Generative AI & Cyber Security
Generative AI is a powerful tool that utilizes deep learning techniques to analyze massive amounts of data and generate new content closely related to the original data. Generative AI automates tasks that once required human intelligence, saving time and resources.
ChatGPT and DALL-E are popular examples of generative AI applications. ChatGPT uses natural language processing to generate human-like responses, while DALL-E creates images through deep learning.
Generative AI models used in organizational research bring benefits and risks to cybersecurity. The increased availability and popularity of tools like ChatGPT can aid malicious actors in hosting cyber attacks.
Generative AI and Cyber risks
Generative AI can improve security by detecting data leaks and monitoring access, but it can also be misused to create phishing emails and deep fake videos. The growing popularity of ChatGPT has also resulted in an increase in fake apps and links related to ChatGPT that can potentially steal credentials.
Among employees, ChatGPT’s quick access to information makes it popular. However, a potential risk is that employees may unintentionally copy and paste confidential company information into ChatGPT, which could expose sensitive data. Therefore, caution is advised when accessing links and inputting data into ChatGPT.
Now let’s focus on the cyber risks related to ChatGPT, a generative AI system.
1. Copyright violation
While ChatGPT alerts users that its responses may potentially cause copyright infringement, it is the user’s responsibility to validate them. Due to the convenience of one-click access, employees may copy and paste ChatGPT’s automated responses into their work, including research, articles, and programming. But, it is essential to understand thatChatGPT generates original content based on trained data.
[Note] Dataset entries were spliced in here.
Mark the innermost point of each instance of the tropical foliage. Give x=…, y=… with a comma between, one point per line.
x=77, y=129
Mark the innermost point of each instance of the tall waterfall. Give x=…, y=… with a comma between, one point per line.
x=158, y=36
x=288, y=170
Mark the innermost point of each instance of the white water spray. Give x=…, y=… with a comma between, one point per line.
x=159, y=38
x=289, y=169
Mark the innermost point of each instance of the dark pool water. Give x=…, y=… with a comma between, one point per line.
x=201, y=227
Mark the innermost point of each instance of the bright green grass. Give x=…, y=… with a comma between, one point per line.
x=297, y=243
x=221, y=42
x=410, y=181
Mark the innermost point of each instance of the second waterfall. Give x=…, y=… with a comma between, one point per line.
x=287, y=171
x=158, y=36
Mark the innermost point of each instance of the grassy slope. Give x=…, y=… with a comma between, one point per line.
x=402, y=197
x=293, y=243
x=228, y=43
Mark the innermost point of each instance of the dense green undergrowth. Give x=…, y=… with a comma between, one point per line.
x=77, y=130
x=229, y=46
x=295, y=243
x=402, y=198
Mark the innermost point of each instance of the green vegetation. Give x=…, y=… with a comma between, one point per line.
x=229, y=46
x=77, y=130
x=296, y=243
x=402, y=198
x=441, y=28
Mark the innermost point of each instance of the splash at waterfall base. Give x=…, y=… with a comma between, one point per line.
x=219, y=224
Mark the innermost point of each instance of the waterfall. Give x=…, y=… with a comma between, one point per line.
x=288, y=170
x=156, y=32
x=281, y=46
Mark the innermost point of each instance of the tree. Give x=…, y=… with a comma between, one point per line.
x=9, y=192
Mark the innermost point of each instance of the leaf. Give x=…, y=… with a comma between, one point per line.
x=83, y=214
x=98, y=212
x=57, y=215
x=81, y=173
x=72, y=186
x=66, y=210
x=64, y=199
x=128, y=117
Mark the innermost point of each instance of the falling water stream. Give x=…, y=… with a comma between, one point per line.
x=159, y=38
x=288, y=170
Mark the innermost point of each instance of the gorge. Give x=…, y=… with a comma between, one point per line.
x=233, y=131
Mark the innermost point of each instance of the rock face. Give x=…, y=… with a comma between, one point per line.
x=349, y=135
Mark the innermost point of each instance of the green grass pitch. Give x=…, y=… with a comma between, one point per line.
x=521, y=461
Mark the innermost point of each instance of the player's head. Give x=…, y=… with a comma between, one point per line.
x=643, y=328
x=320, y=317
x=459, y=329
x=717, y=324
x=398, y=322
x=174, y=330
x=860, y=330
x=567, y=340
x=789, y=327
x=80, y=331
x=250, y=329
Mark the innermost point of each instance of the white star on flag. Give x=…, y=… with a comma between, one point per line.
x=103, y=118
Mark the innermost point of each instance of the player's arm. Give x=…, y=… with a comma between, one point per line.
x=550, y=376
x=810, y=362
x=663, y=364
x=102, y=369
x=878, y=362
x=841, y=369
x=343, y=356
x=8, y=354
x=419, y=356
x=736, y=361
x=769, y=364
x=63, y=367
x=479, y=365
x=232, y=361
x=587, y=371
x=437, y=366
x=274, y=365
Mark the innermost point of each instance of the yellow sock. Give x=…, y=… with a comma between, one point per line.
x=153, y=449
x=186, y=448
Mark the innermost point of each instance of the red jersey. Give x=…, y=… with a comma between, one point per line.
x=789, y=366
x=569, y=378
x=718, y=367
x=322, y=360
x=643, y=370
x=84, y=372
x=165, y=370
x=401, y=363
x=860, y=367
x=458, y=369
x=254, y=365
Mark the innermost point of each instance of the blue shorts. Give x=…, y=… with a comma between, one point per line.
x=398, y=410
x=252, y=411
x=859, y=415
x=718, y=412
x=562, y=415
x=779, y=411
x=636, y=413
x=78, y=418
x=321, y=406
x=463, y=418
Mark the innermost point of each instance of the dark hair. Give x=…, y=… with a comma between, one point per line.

However, if the trained data is plagiarized, there is a risk of plagiarism in articles or code generated from ChatGPT.
To mitigate this risk, it is essential to establish organizational cyber security guidelines and conditions for validating content produced by ChatGPT and train employees accordingly.
2. Sharing of intellectual property
With the rapid progress in generative AI, organizations must establish rigorous protocols to prevent employees from divulging confidential information to ChatGPT. Failure to do so could expose sensitive data to the public, leading to reputational harm.
Suppose an organization uses ChatGPT to research the medical report and enters patient information; this gets fed into the ChatGPT’s database. This could cause a data breach since the data used to train ChatGPT is a part of the public domain that is not protected under intellectual property rights and can be used by anyone for any purpose.
OpenAI has already implemented a disclaimer that cautions users against posting sensitive information to the chatbot. However, if employees are unaware of the significance of data and the potential harm it could inflict on the organization, it may result in adverse consequences.
3. Hyper-personalised phishing email
Phishing attacks that utilize emails have evolved to include Artificial Intelligence techniques even before the development of ChatGPT. With natural language processing capability, ChatGPT can imitate human language, tone, and writing style to adapt to each target. This allows threat actors to create highly personalized phishing emails by utilizing ChatGPT and generating phishing kits with commands that enable the AI tool to craft malicious code and phishing emails.
4. Chatbot poisoning
ChatGPT is a machine learning model that learns from the information given to it. Integrating OpenAI’s ChatGPT API into an AI chatbot can make the chatbot susceptible to poisoning. Malicious actors can input biased or hate-filled conversations into the database, causing the chatbot to learn and replicate this behaviour. This can result in the chatbot generating inappropriate and potentially discriminatory responses.
To prevent this, developers must ensure that high-quality data from reputable sources are inputted into the chatbot system. Continuous monitoring of the chatbot interactions is also necessary to identify and address any inappropriate or harmful responses. Developers can also implement filters to prevent the chatbot from learning and replicating abusive language or behaviour.
Failing to take these precautions can result in the corruption of organizational data and reputation.